They say never judge a book by its cover, but this one beckoned me from the shelf. It felt like a siren’s call. I walked by it twice before picking it up, studying the intricate details, from the freckles on her skin to the reflection of the boat in her eye. The character felt alive in the image, and I wanted to know more.
It quickly became apparent that the author knew her way around a boat. I know nothing about the sea or manning a ship, but the way Young described it seemed masterful. The world she built for her character Fable is just as immersive. Every island was distinct, as were the cultures of the people therein.
Admittedly, I struggled to connect with many of the characters in the beginning, although I believe that was intentional. They were guarded around the main character, and with the story set within the first person the ability to get to know them was limited to the protagonist’s point of view. It wasn’t until about 200 pages in that the personalities of the crew she spent her time with began to develop more, as did the action. But it was worth the wait.

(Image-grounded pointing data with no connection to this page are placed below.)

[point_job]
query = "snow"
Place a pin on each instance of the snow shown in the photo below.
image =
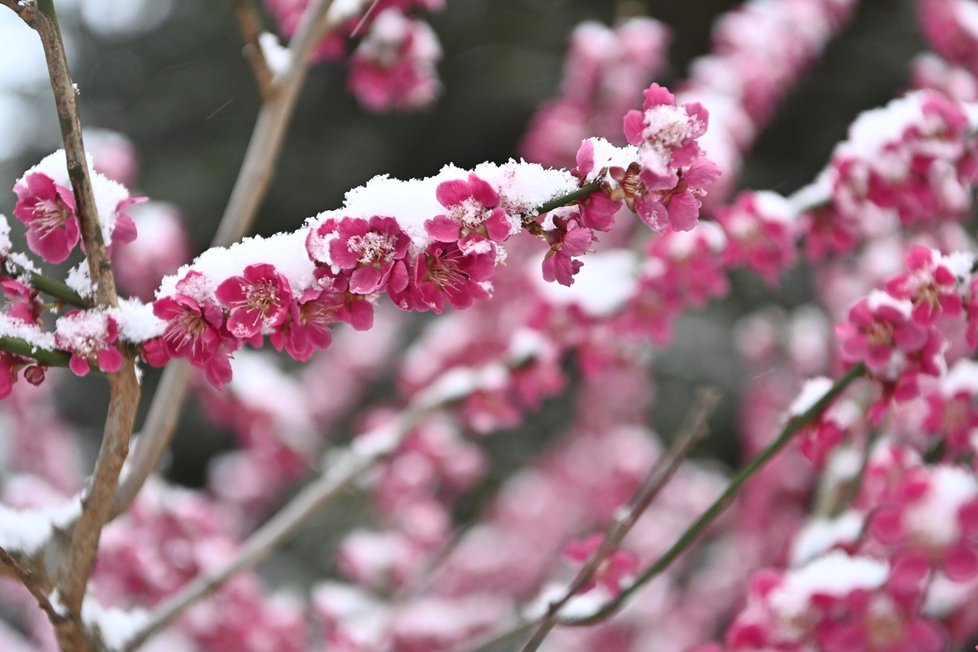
(834, 574)
(821, 534)
(873, 129)
(601, 287)
(935, 517)
(136, 320)
(108, 193)
(962, 377)
(278, 57)
(811, 392)
(27, 530)
(79, 280)
(285, 251)
(879, 298)
(607, 155)
(115, 626)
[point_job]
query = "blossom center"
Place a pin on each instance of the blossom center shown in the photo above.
(372, 248)
(49, 214)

While the plot and dialogue were predictable in many ways, I found the book to be a worthwhile adventure with a cliffhanger that left tantalizing questions only the next book can satiate. The protagonist is likable, resourceful, and brave.

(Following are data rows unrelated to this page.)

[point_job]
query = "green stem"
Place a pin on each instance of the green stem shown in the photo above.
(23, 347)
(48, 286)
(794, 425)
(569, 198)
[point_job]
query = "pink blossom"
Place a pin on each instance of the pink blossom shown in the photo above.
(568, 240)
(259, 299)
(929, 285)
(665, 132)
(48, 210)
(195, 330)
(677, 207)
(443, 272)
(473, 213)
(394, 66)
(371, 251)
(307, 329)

However, Saint was my favorite character. Although mysterious and detached, he felt the most complex – and the most developed. Of all the characters, I felt the most empathy for him, even if I didn’t agree with many of his decisions. I think he did the best he could in the circumstances presented to him, and the last scene between him and Fable was touching.
All in all, I enjoyed the book. If you’re looking for a seafaring adventure, I recommend giving it a shot.